Who watches the AI watchers? The challenge of self-evaluating AI

12 November 2024

Author

Sascha Brodsky

Tech Reporter, Editorial Lead, IBM

AI models are increasingly being asked to evaluate themselves, raising a critical question: who watches the watchers?

AI companies are developing models for evaluating other AI systems, marking a shift from traditional human-led assessment methods. Meta's new model, for example, can assess AI performance without human input. And it’s sparking discussion among researchers about the accuracy and limitations of automated testing.

The Self-Taught Evaluator uses AI-generated training data and a chain-of-thought technique to evaluate science, coding and math responses. The goal is transparency, but it comes with risks. "This is a big problem—validating validators," says IBM Fellow Kush Varshney. AI self-evaluation holds promise for greater efficiency, but it also carries serious risks. Varshney and his team at IBM are developing evaluation metrics for LLM-as-a-judge models—LLMs that can assess other AI outputs. Still, as Varshney puts it, "This is very much an open research problem."

Feedback loops

The central concern is whether AI models can be trusted to improve themselves, or if they risk amplifying their own errors.

"Think about taking a microphone close to a speaker,” Varshney says. “In any feedback system, errors or noise get amplified.”

Meta's Self-Taught Evaluator attempts to mitigate these risks by providing a reasoning trail, in a manner akin to a human explaining their thought process. However, relying on synthetic data and self-improvement raises a question: are the model's judgments unbiased? Bias results when an AI system's outputs reflect unfair or skewed assumptions, typically as a result of biased data or algorithms.

"The goal has to be to make LLM judges unbiased, so we need to evaluate their bias," Varshney says. One method involves shuffling multiple-choice answers to determine if a model displays positional bias, meaning that it favors one answer over others. Along with verbosity bias and self-enhancement bias, positional biases can all skew evaluations. "Managing these risks is a part of AI development," Varshney says. Responsible AI advancement requires identifying and mitigating biases.

Human oversight remains crucial

Ensuring reliable AI self-evaluation is even more challenging in specialized fields like advanced mathematics and scientific research. This means that human experts are often needed to validate results and keep AI systems reliable and on track.

"There are a lot of tricks in trying to do that, like shuffling multiple-choice answers around," Varshney says.

According to Dev Nag, Founder and CEO of QueryPal, Meta’s Self-Taught Evaluator is about amplifying and scaling human judgment—not removing humans from the loop.

"Think of it as similar to how a teacher might create practice problems based on their understanding of what makes a good or bad answer," Nag says. "Just as AlphaGo used the rules of Go as its foundation before engaging in self-play, the Self-Taught Evaluator builds upon human-established quality criteria before generating synthetic training examples that implicitly embed human judgment."

Even with self-monitoring AI, periodic audits can catch hidden biases or problems, says Dan O'Toole, Chairman and CEO of Arrive AI.

"Employing multiple AI models to perform the same evaluation independently, or chaining them sequentially, reduces errors and highlights potential issues," he says. Explainability is also essential. "The chain of thought is an important step toward transparency, increasing trustworthiness."

O’Toole stresses that specialized metrics are crucial for fields like advanced mathematics and scientific research. Meta, for example, has used MT-Bench and RewardBench for general-purpose evaluation, he says, but benchmarks like GSM8K are appropriate for mathematical problem-solving. CRUXEval can assist with code reasoning, while domain-specific benchmarks like FactKB, PubMed and SciBench can help ensure that models meet specific needs.

Nag emphasizes that measuring performance and ensuring dependability are crucial, particularly in specialized fields. He believes that the ultimate benchmark should be how well results align with assessments made by human experts in the field.

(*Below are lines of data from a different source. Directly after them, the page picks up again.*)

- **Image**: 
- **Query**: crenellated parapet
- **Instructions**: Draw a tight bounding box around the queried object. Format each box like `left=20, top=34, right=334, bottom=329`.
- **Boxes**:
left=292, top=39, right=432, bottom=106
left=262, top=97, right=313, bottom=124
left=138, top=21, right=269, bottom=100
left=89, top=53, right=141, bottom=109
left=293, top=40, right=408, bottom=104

“The Self-Taught Evaluator's 88.7% agreement with human judgments on RewardBench is a strong baseline, but tracking other factors, like consistency, explainability and the system's ability to identify edge cases, is equally important,” he says. "Just as AlphaGo's self-play was validated by its performance against human champions, evaluator systems should be regularly tested against panels of domain experts."

Jen Clark, who directs advisory and technology services at EisnerAmper, emphasizes that AI development requires structured frameworks to ensure both safety and effective progress.

"As AI continues to advance, it's crucial to rely on methodologies that have supported human research, like the scientific method, strong communities and collaboration networks," she says. "Focusing efforts here is essential for crowdsourcing AI safety and managing the speed and scale of AI development."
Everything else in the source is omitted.